9. Bursar Thomas’s Bust
Bursar Thomas (C1 1848–55) was a remarkable figure in Marlborough’s history and he is commemorated by a marble bust now kept in the Bursar’s Office. In addition to bringing the College’s finances under control between 1860 and 1897, he was largely responsible for directing the extraordinary building work that took place in the final decades of the 19th century. Thomas arrived in the same term as William Morris but he stayed on after the Great Rebellion of 1851 until he was nearly 20 years old. He knew some distinguished architects as a result of contacts established when he was a young man at Trinity College, Cambridge, and at Marlborough he orchestrated the talents of William White, George Edmund Street, Arthur Blomfield, Alfred Waterhouse and George Frederick Bodley during the College’s expansion. Thomas commissioned his friend William White to build a home for him. This is now Barton Hill House.
For years his bust was placed in the Prefect’s Parlour where it endured outrageous headwear and other indignities. Now, once again, Bursar Thomas is keeping an eye on the course of the College’s finances.
10. The Virgin and Child on the West Front of the Chapel
The stone statue of the Virgin and child above the west door of the Chapel was the gift of Mary, wife of John Wordsworth, Bishop of Salisbury (1843–1911) and Chairman of Council (1885–1911). In 1930 it was given by her in gratitude for the education of their four sons who were in B2 between 1912 and 1929.
The work is often described as being by Eric Gill, but it was in fact carved by Gordon Herickx (1900–53). He was a pupil of and an assistant to William Bloye, who was Birmingham’s unofficial municipal artist in the 1930s. Bloye had been taught by Eric Gill and the artistic lineage shows in the work of Herickx. The depiction of the infant with arms stretched upwards has a spontaneity that speaks of the close observation that Gill encouraged. The exaggerated hands of the Virgin also reflect the modernity of the piece. How Herickx was chosen to undertake this commission remains a mystery.

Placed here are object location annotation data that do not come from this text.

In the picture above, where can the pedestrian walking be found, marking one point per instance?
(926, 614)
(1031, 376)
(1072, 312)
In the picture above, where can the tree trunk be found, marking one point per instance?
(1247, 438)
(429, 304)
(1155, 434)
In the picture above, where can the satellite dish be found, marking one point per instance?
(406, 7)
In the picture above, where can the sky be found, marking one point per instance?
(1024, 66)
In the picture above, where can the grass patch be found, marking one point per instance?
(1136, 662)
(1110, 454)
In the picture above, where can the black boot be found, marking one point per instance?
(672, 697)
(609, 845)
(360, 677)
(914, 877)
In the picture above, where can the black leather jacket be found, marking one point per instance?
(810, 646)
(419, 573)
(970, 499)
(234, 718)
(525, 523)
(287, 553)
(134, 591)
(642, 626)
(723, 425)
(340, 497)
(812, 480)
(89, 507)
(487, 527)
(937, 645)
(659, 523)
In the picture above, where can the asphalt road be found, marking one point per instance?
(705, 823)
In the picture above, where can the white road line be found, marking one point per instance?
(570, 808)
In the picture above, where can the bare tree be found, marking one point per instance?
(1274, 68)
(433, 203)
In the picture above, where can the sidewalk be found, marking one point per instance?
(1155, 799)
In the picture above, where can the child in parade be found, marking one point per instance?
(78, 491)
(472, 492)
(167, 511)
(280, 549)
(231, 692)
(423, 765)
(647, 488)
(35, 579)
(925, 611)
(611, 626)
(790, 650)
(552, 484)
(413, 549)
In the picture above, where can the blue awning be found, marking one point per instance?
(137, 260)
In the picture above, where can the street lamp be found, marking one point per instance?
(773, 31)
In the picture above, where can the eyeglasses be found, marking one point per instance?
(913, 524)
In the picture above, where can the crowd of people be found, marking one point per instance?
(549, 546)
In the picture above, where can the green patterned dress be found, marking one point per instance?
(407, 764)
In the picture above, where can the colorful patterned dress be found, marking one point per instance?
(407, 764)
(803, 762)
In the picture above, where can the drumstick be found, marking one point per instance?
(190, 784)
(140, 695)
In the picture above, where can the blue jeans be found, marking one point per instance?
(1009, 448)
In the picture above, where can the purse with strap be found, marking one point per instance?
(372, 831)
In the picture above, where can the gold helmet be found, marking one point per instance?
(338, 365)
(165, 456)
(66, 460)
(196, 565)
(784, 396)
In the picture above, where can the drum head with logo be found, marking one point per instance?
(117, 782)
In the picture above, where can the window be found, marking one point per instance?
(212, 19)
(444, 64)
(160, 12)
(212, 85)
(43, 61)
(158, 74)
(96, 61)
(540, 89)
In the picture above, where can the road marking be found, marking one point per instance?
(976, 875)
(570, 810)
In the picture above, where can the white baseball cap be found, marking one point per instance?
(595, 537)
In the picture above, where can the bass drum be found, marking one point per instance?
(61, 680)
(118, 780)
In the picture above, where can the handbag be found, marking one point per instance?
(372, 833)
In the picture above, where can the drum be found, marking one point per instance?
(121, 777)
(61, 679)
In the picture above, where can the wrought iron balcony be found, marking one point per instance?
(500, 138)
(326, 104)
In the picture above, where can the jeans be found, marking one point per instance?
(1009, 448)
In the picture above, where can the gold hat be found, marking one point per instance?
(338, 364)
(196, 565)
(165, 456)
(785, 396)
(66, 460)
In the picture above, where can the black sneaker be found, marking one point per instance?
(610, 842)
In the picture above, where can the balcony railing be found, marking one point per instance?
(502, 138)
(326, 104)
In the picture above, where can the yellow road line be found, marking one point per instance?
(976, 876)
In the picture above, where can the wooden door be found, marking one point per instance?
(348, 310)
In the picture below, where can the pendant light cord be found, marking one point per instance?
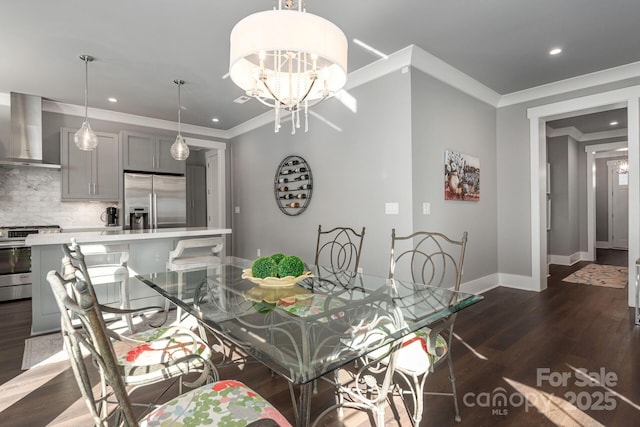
(86, 88)
(179, 82)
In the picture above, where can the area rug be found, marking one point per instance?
(611, 276)
(46, 349)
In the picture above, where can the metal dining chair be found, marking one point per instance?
(431, 259)
(367, 384)
(339, 248)
(210, 404)
(147, 356)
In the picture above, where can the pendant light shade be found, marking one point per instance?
(179, 149)
(85, 138)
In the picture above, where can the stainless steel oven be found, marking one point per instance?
(15, 260)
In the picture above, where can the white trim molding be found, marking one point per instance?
(575, 83)
(481, 285)
(515, 281)
(629, 96)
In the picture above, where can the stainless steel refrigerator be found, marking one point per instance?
(154, 201)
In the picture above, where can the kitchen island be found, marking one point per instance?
(148, 252)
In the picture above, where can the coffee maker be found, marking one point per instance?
(139, 218)
(110, 216)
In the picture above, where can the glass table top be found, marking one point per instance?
(305, 330)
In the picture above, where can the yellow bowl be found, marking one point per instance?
(274, 282)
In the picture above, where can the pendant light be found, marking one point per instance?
(179, 149)
(85, 138)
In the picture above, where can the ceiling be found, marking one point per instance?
(141, 46)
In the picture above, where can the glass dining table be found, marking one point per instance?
(307, 329)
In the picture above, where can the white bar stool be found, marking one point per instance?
(191, 254)
(105, 273)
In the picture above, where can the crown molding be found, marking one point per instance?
(438, 69)
(571, 131)
(411, 55)
(574, 133)
(575, 83)
(613, 133)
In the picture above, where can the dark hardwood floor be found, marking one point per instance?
(525, 347)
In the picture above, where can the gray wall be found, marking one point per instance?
(444, 118)
(602, 198)
(392, 150)
(564, 236)
(354, 173)
(514, 186)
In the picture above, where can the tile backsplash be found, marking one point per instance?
(31, 196)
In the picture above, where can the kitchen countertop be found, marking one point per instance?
(116, 235)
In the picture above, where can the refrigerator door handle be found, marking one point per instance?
(155, 210)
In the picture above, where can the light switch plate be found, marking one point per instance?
(391, 208)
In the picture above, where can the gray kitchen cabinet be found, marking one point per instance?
(196, 196)
(149, 153)
(91, 175)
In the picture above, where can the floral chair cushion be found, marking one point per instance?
(155, 354)
(416, 357)
(223, 403)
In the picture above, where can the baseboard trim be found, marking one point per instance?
(568, 259)
(486, 283)
(514, 281)
(481, 285)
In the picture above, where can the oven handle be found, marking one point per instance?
(12, 244)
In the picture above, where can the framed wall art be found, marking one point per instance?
(461, 176)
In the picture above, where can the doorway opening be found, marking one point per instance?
(538, 116)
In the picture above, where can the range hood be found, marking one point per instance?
(25, 143)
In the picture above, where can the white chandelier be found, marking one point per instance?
(288, 59)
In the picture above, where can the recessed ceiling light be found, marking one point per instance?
(241, 99)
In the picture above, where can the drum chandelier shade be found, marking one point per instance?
(288, 59)
(85, 138)
(179, 149)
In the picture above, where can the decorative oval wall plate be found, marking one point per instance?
(293, 185)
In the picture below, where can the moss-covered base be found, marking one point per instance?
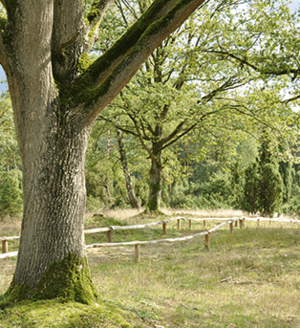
(59, 314)
(68, 279)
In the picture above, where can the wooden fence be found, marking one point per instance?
(229, 221)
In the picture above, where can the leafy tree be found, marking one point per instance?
(161, 105)
(57, 91)
(263, 183)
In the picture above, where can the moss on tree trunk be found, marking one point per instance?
(69, 279)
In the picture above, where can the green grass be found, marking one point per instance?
(250, 278)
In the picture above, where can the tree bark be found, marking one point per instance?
(55, 101)
(129, 187)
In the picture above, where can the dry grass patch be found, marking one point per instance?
(250, 278)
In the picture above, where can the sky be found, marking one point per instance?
(3, 86)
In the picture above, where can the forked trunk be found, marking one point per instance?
(56, 96)
(52, 253)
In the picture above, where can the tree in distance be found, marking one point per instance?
(57, 93)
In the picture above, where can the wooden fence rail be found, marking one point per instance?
(109, 230)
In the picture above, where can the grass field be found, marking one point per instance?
(250, 278)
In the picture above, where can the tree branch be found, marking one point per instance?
(178, 137)
(97, 12)
(123, 60)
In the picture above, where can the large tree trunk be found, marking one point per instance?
(129, 187)
(56, 97)
(52, 143)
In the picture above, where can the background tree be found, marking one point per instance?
(57, 93)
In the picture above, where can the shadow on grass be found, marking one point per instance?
(59, 314)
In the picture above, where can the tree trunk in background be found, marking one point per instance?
(129, 187)
(155, 183)
(57, 93)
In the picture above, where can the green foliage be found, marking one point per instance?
(263, 183)
(251, 189)
(11, 202)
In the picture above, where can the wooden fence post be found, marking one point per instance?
(137, 252)
(109, 235)
(164, 228)
(231, 227)
(178, 224)
(206, 241)
(241, 223)
(4, 246)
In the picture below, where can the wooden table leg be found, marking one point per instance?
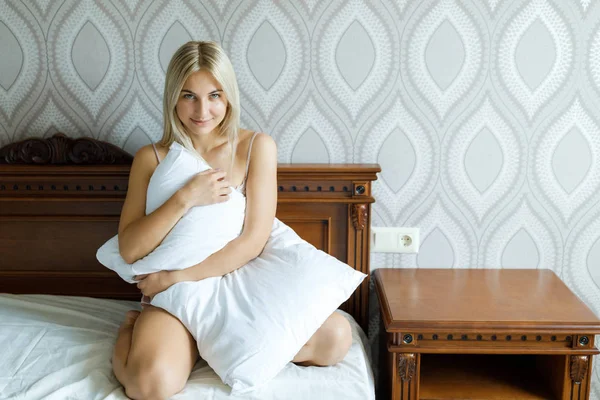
(405, 379)
(580, 372)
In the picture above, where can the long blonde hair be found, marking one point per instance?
(192, 57)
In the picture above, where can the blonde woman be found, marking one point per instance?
(154, 353)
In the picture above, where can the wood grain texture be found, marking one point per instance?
(485, 334)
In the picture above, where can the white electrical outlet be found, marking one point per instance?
(394, 239)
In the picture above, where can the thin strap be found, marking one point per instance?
(248, 158)
(156, 152)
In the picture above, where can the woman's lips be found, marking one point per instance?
(198, 122)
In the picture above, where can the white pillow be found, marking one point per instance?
(250, 323)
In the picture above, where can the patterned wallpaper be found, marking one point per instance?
(484, 114)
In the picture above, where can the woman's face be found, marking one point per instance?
(202, 104)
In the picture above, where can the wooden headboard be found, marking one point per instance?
(60, 200)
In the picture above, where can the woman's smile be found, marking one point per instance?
(201, 122)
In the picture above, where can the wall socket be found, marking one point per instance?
(394, 240)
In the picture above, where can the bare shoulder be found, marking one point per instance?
(144, 161)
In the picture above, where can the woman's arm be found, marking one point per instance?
(261, 203)
(139, 234)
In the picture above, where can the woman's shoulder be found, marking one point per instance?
(145, 160)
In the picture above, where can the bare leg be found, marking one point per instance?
(123, 345)
(329, 345)
(160, 356)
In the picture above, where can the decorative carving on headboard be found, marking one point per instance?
(61, 150)
(359, 216)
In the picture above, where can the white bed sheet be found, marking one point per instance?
(59, 347)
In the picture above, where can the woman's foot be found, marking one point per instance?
(130, 317)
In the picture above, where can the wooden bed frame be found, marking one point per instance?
(60, 200)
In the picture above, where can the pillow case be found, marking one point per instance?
(251, 322)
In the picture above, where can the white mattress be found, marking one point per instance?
(58, 347)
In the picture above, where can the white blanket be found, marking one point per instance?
(58, 347)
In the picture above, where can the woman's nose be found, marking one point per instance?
(202, 107)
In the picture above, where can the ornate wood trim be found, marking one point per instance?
(359, 216)
(579, 367)
(407, 366)
(62, 150)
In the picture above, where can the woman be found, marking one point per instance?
(154, 353)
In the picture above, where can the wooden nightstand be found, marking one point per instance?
(483, 334)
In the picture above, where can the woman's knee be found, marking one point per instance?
(336, 340)
(152, 380)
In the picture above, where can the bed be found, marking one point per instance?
(60, 199)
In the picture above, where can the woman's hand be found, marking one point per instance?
(207, 187)
(152, 284)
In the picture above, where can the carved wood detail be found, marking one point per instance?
(61, 150)
(579, 366)
(407, 365)
(359, 216)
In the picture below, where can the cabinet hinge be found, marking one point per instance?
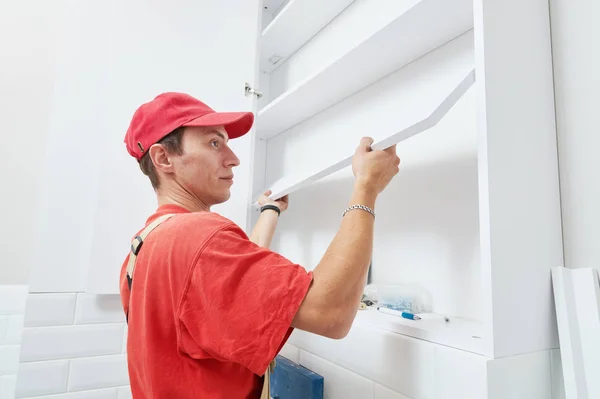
(248, 90)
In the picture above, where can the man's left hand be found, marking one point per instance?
(281, 203)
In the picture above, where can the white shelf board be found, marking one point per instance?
(402, 105)
(422, 28)
(457, 333)
(295, 25)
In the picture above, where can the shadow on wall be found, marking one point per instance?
(427, 229)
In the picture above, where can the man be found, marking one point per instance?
(209, 308)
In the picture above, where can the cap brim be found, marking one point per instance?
(236, 124)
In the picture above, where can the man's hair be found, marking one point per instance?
(172, 143)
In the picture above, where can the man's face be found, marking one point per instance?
(205, 168)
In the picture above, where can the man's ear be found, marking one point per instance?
(160, 158)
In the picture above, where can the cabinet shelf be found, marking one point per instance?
(457, 333)
(419, 30)
(403, 104)
(293, 26)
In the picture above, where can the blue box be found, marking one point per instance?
(290, 380)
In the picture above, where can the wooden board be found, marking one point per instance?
(422, 28)
(405, 103)
(577, 300)
(293, 26)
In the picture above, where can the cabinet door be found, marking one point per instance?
(204, 48)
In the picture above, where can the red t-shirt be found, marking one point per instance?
(209, 309)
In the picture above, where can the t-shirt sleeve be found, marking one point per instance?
(240, 301)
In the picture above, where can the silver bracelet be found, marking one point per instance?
(364, 208)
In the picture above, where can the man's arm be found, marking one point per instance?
(332, 300)
(263, 231)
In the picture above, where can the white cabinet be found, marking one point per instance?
(320, 76)
(392, 70)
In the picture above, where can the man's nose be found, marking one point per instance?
(232, 159)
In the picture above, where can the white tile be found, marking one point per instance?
(529, 377)
(3, 328)
(42, 378)
(290, 352)
(110, 393)
(50, 343)
(382, 392)
(396, 361)
(558, 383)
(9, 359)
(50, 310)
(339, 383)
(459, 374)
(98, 372)
(125, 393)
(14, 331)
(12, 299)
(99, 309)
(8, 385)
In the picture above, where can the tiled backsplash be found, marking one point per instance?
(73, 347)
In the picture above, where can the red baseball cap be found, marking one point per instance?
(154, 120)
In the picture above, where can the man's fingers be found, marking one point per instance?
(391, 149)
(365, 144)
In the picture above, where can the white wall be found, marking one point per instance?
(26, 84)
(12, 311)
(576, 54)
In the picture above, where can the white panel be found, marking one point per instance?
(290, 352)
(576, 58)
(405, 103)
(125, 393)
(99, 309)
(138, 54)
(519, 197)
(520, 377)
(28, 29)
(124, 347)
(110, 393)
(400, 363)
(42, 378)
(98, 372)
(587, 302)
(293, 26)
(381, 392)
(14, 331)
(50, 310)
(9, 359)
(427, 25)
(8, 385)
(48, 343)
(577, 298)
(339, 382)
(3, 328)
(357, 23)
(459, 375)
(556, 373)
(12, 299)
(70, 168)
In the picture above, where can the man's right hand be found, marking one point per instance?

Some of Herickx’s best work can be seen on the walls of the Barber Institute of Fine Art at Birmingham University where there are four stone carvings known as The Symbols of the Arts. Occasionally it is stated that he was educated at Marlborough, but there is no reference to him in the Marlborough College Register. There were Marlborough associations with the sculptor though. The great poet Louis MacNeice (C3 1921–26) was a supporter of Herickx, who was hard-pressed financially, and he transported the latter’s sculpture Cyclamen to Cambridge to try and get his friend Anthony Blunt (C3 1921–26) to sell it to Victor Rothschild, the third Baron Rothschild. Unfortunately, this venture failed. There is a depiction of Herickx in MacNeice’s character ‘Wimbush’ in his autobiographical poem Autumn Sequel.